The exhibition aims to offer an insight to the RCA’s operations as well as spark discussions on how art and design education should be organised and on the purpose of publicly funded art schools.
The exhibition has been designed in four sections. Art for Industry includes work by painters such as Richard Redgrave, whose talents were recruited in the service of industry. This section also concentrates on how the need for design to contribute to British industry has been discussed across three centuries, starting with works from Henry Cole representing the 19th century and ending with James Dyson’s from this century.
The Public Purpose area focuses on the college’s role in transforming Britain’s public services and the built environment. Featured are works by Sir Hugh Casson, the director of architecture of Festival of Britain who later became the professor of interior design at RCA. Also on display are pieces from Thomas Heatherwick, who designed the British pavilion for the Shanghai Expo in 2010 as well as the cauldron for the 2012 London Olympic Games.

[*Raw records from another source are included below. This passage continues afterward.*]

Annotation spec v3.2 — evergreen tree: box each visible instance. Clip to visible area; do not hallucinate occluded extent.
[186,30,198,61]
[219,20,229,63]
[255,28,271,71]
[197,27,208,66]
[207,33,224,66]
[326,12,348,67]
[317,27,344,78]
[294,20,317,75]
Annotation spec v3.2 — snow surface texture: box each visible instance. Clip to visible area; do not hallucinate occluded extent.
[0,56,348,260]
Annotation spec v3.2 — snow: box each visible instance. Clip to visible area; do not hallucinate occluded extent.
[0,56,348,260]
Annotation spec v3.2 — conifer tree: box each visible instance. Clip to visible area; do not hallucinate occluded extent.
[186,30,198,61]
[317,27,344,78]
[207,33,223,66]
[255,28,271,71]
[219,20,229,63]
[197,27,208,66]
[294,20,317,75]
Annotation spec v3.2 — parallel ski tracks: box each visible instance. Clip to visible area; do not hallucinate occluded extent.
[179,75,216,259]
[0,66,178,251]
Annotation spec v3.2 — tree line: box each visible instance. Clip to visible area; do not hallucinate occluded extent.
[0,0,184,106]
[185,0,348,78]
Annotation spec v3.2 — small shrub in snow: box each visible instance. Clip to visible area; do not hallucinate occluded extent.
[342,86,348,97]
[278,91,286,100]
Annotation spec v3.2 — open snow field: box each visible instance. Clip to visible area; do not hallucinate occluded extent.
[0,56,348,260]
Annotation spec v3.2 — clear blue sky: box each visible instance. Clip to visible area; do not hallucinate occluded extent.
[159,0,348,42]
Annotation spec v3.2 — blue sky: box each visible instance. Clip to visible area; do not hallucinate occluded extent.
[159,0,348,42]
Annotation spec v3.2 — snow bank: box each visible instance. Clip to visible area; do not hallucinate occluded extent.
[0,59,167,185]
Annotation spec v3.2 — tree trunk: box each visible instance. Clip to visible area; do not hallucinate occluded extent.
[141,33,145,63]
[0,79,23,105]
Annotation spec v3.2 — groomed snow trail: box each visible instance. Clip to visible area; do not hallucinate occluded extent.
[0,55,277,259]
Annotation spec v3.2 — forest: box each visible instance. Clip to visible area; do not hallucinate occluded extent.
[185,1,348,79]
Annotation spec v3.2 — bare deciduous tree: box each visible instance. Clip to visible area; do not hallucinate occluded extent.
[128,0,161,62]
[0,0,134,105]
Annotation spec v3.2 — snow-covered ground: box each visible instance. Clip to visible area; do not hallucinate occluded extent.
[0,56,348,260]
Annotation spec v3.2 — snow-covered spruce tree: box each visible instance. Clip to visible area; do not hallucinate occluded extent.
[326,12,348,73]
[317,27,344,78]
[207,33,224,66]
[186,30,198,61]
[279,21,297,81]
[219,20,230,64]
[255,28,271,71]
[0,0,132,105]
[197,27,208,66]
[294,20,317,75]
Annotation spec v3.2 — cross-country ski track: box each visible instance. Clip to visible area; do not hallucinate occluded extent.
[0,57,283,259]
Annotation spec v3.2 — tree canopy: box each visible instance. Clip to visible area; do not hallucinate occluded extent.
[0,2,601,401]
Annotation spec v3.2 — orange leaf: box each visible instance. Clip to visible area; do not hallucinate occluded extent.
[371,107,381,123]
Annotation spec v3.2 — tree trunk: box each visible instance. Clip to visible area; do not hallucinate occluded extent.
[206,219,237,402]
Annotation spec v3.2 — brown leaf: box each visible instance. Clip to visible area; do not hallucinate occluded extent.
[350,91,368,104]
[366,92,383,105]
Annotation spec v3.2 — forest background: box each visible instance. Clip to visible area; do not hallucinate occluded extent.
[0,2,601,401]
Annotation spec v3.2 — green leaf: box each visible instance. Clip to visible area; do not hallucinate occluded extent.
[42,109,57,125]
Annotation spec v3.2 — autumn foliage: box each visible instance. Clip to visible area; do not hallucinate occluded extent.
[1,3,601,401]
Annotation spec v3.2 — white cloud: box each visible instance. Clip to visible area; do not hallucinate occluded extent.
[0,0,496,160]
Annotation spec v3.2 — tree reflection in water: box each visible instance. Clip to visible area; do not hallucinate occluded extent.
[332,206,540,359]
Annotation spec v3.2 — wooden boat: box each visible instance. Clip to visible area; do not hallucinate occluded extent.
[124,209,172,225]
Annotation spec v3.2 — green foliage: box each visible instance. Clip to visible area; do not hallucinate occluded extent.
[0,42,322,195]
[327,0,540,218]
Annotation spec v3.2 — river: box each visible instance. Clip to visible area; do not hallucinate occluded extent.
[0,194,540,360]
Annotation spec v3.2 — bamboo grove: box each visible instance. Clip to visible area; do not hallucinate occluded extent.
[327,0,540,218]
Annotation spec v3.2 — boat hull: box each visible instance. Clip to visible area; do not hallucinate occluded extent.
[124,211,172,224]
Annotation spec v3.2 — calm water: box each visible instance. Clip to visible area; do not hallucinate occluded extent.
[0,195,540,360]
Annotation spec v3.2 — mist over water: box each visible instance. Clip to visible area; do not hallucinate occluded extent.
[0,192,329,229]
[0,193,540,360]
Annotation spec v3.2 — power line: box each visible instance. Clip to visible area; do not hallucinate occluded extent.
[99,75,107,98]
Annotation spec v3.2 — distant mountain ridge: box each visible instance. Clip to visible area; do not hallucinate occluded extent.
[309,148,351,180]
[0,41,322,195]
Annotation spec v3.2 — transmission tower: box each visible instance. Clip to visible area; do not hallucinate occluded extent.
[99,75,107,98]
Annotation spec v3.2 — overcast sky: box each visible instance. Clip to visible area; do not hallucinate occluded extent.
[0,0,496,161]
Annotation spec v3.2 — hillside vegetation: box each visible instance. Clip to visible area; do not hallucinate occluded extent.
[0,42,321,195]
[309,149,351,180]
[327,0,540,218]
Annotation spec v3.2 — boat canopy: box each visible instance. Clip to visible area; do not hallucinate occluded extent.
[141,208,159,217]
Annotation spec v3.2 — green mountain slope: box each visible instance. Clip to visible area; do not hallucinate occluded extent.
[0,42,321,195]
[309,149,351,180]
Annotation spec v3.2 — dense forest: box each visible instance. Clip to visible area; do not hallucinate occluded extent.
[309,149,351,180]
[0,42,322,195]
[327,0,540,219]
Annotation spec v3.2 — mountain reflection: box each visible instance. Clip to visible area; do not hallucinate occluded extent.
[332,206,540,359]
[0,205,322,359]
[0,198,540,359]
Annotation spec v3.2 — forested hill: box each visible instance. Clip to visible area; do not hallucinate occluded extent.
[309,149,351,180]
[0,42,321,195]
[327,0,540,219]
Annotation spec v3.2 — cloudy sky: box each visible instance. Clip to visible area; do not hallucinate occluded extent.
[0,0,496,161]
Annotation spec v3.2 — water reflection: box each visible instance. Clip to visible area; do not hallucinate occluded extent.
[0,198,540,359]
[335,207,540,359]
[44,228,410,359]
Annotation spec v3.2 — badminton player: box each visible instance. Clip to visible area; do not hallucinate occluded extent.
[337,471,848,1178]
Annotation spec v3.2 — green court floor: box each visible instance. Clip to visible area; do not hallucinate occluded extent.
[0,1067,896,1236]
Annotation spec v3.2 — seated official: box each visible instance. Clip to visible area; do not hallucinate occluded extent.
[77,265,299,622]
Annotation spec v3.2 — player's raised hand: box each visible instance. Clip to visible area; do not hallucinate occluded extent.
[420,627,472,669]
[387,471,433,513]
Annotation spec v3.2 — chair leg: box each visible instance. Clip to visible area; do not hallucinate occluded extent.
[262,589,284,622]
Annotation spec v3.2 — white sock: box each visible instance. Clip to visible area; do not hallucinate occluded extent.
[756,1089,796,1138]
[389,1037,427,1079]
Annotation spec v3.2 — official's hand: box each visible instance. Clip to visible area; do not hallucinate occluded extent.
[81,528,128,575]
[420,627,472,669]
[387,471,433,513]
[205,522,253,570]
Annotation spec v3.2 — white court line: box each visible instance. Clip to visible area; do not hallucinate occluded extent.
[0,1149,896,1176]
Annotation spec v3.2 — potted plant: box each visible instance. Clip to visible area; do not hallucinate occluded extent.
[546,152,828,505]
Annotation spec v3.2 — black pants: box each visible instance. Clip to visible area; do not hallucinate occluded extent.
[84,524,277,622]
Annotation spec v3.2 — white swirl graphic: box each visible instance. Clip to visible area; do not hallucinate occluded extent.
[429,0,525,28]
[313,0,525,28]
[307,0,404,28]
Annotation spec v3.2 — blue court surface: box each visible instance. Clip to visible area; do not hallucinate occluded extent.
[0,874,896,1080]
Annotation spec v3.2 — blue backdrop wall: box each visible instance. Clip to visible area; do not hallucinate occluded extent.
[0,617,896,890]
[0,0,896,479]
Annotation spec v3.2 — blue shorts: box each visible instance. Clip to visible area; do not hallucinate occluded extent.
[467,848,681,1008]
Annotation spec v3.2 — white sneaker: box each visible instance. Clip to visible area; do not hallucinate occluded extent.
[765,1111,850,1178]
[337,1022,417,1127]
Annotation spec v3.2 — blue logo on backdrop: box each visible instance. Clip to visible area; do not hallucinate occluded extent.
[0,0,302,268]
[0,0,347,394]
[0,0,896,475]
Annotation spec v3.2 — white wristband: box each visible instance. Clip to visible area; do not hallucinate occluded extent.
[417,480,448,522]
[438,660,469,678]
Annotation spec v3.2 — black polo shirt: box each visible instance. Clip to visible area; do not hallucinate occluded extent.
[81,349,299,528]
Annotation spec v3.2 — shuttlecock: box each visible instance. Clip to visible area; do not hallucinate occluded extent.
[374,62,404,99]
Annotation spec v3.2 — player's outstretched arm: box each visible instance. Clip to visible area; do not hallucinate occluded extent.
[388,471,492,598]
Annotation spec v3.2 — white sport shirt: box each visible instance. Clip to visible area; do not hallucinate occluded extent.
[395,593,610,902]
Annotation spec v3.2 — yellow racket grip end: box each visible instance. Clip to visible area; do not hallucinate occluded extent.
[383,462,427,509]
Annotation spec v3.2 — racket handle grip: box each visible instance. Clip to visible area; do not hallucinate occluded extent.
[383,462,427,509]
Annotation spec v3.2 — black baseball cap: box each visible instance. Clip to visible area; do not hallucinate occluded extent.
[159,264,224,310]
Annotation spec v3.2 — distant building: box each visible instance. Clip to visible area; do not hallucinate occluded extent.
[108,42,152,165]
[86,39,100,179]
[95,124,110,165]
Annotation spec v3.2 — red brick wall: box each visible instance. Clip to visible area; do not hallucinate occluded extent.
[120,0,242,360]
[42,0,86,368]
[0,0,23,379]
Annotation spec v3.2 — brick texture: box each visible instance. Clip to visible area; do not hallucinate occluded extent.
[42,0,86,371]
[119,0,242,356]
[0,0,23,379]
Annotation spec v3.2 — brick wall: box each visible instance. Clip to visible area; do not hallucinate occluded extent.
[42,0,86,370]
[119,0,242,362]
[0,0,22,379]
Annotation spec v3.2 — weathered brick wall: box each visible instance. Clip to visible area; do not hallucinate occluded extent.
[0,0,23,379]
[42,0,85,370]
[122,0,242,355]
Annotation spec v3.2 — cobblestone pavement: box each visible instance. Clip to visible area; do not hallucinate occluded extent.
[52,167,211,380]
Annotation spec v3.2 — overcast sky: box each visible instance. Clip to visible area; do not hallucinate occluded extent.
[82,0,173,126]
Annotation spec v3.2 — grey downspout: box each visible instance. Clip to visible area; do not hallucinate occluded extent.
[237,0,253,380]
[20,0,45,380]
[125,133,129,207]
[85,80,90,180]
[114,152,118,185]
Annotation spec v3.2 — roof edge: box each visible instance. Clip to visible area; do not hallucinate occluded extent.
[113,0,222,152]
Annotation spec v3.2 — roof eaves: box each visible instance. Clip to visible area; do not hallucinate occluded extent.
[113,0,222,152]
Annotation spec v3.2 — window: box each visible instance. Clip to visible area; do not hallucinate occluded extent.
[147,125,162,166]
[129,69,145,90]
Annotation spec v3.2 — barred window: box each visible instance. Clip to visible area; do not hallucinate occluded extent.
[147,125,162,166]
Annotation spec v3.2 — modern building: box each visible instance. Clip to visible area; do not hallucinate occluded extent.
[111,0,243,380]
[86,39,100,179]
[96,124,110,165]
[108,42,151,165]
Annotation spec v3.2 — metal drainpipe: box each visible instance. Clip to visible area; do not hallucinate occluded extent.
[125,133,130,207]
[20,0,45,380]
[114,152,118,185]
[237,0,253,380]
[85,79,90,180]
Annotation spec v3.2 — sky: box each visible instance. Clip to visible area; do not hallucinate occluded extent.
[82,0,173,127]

Political Expression features artists and designers whose work has been aligned to political causes, for example by the likes of Sylvia Pankhurst – the suffragette jailed in Holloway Prison while a student at RCA – and artists David Hockney and Peter Kennard.
The fourth part of the exhibition, Personal Expression, aims to contrast the Victorian notion of art in the service to industry, morality or religion with 20th-century concepts of fine art as an act of personal creative expression.
This section includes, among others, works by Henry Moore, Ron Arad and Tracey Emin. Emin’s piece The Perfect Place to Grow (2001) also inspired the name of the exhibition.
The Perfect Place to Grow: 175 Years of the Royal College of Art is co-curated by Dr Paul Thompson, rector of the RCA, and Robert Upstone of the Fine Art Society. The Royal College of Art was founded in
1837 as the Government School of Design to train craftsmen and artisans to work in the ceramics, textiles and ornamental crafts sectors of the British manufacturing industries.
To coincide with the anniversary celebrations, the RCA has also opened a new academic building, named the Dyson Building after the academy’s alumnus, industrial designer James Dyson.